Ubuntu Linux changes its plans for Windows 8 Secure Boot
By Katherine Noyes, PCWorld
Microsoft’s “Secure Boot” plans for Windows 8 have already caused no end of controversy in the Linux community, and certainly one of the more divisive announcements in recent months was Canonical’s decision to drop the GRUB 2 bootloader as part of its solution for Ubuntu Linux.
It didn’t take long for the Free Software Foundation (FSF) to react to that news, and its response wasn’t favorable.
“Our main concern is that because they are afraid of falling out of compliance with GPLv3, they plan to drop Grub 2 on Secure Boot systems in favor of another bootloader with a different license that lacks GPLv3’s protections for user freedom,” wrote FSF Executive Director John Sullivan in a recent white paper on the topic. “We urge Ubuntu and Canonical to reverse this decision, and we offer our help in working through any licensing concerns.”

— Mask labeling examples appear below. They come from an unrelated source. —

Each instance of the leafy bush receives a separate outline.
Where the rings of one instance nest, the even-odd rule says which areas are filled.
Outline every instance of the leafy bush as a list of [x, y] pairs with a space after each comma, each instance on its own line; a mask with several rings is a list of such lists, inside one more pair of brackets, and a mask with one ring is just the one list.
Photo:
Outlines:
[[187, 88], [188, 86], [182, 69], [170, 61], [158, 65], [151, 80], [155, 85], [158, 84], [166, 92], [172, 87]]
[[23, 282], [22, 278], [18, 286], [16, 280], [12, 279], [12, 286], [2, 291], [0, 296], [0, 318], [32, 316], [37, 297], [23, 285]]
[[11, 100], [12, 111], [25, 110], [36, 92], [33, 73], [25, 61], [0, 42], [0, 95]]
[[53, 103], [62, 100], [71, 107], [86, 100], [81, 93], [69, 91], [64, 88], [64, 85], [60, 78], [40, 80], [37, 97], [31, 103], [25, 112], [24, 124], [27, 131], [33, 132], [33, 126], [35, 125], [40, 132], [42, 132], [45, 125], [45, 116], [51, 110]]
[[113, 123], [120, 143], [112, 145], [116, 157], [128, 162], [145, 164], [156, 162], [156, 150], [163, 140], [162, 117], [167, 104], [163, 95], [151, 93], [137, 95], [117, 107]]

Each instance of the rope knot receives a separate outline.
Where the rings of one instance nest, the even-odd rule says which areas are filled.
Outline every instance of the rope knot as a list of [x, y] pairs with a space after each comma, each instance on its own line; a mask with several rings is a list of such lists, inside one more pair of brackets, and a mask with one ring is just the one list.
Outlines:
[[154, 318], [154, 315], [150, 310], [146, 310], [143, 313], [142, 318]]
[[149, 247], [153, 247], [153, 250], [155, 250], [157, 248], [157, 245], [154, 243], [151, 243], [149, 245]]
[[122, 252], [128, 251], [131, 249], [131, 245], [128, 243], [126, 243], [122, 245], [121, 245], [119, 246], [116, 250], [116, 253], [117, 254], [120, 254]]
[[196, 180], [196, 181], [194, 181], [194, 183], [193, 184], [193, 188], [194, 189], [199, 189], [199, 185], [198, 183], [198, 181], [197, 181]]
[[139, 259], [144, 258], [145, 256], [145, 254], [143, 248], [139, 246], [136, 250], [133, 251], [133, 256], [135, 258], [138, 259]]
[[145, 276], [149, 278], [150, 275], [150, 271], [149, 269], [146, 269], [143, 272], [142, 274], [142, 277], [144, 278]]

Sure enough, it now looks like that’s just what happened, and Canonical on Thursday announced that it will use GRUB 2 after all.
A variety of solutions
As a quick recap, the problem at the root of all this is that Windows 8 hardware will come with the Secure Boot technology enabled in the Unified Extensible Firmware Interface (UEFI), meaning that only operating systems with an appropriate digital signature will be able to boot.
On ARM-based hardware, furthermore, it apparently won’t be possible to disable Secure Boot.
Canonical’s original decision to use an EFILinux bootloader instead of GRUB 2 arose out of a fear that licensing provisions in the latter might force the disclosure of Canonical’s encryption keys if a manufacturer inadvertently shipped a computer that did not allow Secure Boot to be disabled, explained Jon Melamut, its vice president of professional and engineering services, in a blog post on Thursday.
‘Security and user choice’
It is the FSF that owns the copyrights to GRUB 2, however, and in subsequent discussions with the group, “the FSF has stated clearly that GRUB 2 with Secure Boot does not pose a risk of key disclosure in such circumstances,” Melamut added.
Canonical has also confirmed that fact with its manufacturing partners, he noted, as well as introducing variations in the Ubuntu Certification program and QA scripts for pre-installs “to ensure that security and user choice are maintained on Ubuntu machines,” he explained.